On Friday, Gov. Nathan Deal announced the awarding of more than $38 million in aid from the U.S. Department of Housing and Urban Development to the state’s community development block grant program. The funds are used to help smaller and rural communities to create jobs and improve living conditions for low- and moderate-income residents.
“We’re very happy,” said Springfield City Manager Brett Bennett.
Springfield will be getting a CDBG for $359,605 to replace septic systems for South Railroad Avenue and Tunnel Road homes with a sanitary sewer. With the grant funding, sewer service will be extended across the railroad tracks to approximately 20 homes.
Bennett mentioned the grant application during his presentation on the city Thursday at the annual community retreat at St. Simons Island and said the city hoped to hear soon on whether it got the grant. Friday morning, state Sen. Jack Hill called Springfield City Hall to tell them the good news.
“It was very exciting and kind of odd on the timing,” Bennett said.
Bennett also expressed his thanks to all who worked on the grant application, especially Springfield resident Pearl Thomas, whom Bennett called “the spearhead behind” the grant process.
“She did it the right way,” Bennett added. “She started coming to the council meetings and asked, ‘how can we work together as a group and how we can work together to make it happen?’ Even though we didn’t get it the first time that way, it works. I’d like to give her thanks for not letting it die.”
Bennett will attend a recipients’ workshop on Sept. 15. From there, Bennett expects to have a better idea of how soon work can begin. Preliminary engineering has not been done yet and the project has not been designed.
Some easements also have to be obtained and because the project is being conducted with federal money, Bennett expects such tasks as historical and environmental surveys to be necessary.
“There are a few steps that take some time,” he said.

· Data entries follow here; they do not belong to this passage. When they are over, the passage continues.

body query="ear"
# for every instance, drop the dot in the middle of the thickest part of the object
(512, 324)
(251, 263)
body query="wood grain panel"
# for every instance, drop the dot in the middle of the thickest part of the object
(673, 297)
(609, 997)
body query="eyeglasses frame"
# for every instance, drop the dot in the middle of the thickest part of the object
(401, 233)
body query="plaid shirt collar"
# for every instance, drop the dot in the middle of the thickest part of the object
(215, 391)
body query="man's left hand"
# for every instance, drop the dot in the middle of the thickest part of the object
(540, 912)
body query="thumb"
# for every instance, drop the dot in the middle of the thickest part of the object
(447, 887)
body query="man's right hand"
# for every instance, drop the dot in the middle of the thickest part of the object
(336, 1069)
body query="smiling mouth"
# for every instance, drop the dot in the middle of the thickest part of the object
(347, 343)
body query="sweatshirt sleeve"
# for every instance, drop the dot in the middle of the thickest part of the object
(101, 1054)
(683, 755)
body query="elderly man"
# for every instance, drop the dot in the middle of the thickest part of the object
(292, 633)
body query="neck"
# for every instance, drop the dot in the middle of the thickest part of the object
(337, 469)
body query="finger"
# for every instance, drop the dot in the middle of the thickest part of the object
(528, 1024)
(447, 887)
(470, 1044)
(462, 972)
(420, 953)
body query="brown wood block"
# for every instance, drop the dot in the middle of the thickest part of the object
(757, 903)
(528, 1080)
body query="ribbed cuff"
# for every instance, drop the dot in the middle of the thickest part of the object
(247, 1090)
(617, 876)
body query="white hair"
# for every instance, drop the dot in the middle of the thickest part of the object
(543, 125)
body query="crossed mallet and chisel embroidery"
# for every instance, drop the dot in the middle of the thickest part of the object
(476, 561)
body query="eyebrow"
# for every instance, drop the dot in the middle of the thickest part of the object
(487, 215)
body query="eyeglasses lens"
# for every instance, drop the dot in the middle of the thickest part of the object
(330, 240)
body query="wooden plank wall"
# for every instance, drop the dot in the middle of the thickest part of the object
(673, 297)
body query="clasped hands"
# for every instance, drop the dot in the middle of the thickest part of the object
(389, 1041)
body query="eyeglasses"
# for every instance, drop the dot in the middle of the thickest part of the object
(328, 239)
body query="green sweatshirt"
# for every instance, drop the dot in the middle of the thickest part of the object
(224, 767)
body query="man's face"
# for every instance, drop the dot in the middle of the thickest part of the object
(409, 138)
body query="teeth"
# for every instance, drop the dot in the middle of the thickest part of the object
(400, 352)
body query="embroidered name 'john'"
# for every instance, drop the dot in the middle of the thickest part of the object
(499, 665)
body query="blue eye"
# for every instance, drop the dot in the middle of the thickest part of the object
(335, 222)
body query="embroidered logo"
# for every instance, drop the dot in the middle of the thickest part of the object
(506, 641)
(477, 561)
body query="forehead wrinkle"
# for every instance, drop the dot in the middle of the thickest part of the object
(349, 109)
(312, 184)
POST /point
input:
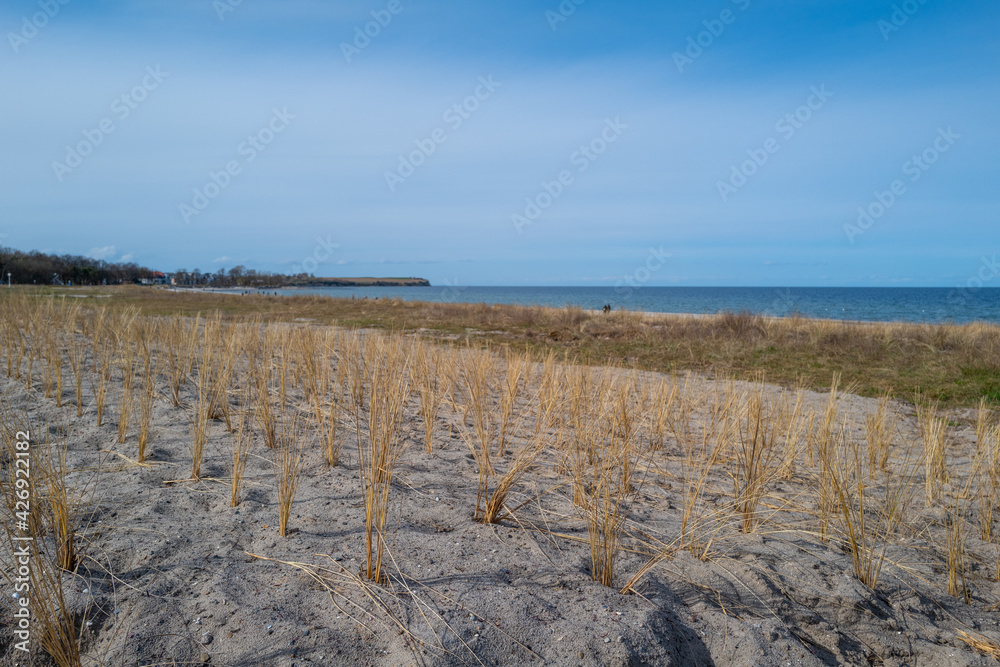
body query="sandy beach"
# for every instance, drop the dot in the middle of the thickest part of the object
(169, 571)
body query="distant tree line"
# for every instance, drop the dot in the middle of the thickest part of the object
(42, 269)
(238, 276)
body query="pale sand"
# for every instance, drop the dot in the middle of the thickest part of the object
(183, 586)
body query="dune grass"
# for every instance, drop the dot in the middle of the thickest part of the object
(955, 365)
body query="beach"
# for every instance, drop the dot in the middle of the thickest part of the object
(703, 566)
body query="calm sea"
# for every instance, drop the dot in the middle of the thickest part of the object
(848, 303)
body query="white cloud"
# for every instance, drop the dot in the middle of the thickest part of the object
(107, 252)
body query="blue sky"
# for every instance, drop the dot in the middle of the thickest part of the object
(739, 137)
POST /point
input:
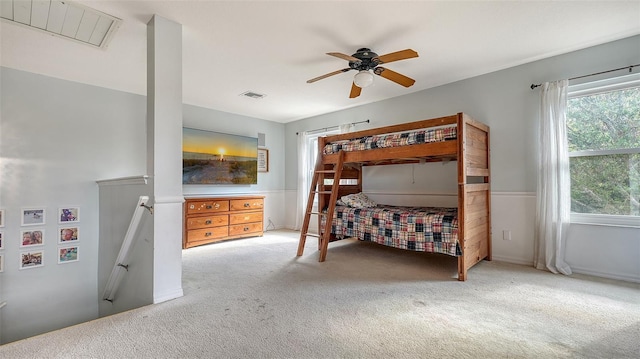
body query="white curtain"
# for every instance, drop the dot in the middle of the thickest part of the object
(553, 199)
(303, 173)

The city sought a grant in excess of $450,000 last year, which would have included a local match of $25,000 to cover the tap-in fees.
Residents of the neighborhood had long complained about the costs of upkeep with their septic systems and the problems they had with their septic tanks. The tanks were having to be pumped out several times a year, at a cost of about $225 each time, and the tanks also filled with rainwater during heavy rains.
There also were complaints of sewage backup in the septic systems, slow drainage and toilets that would not flush.
Residents also have told council members that they would have to do their bathing and laundry before the rain starts.
The initial grant application was submitted to the state Department of Community Affairs in late March 2010, and the city received its rejection notice six months later.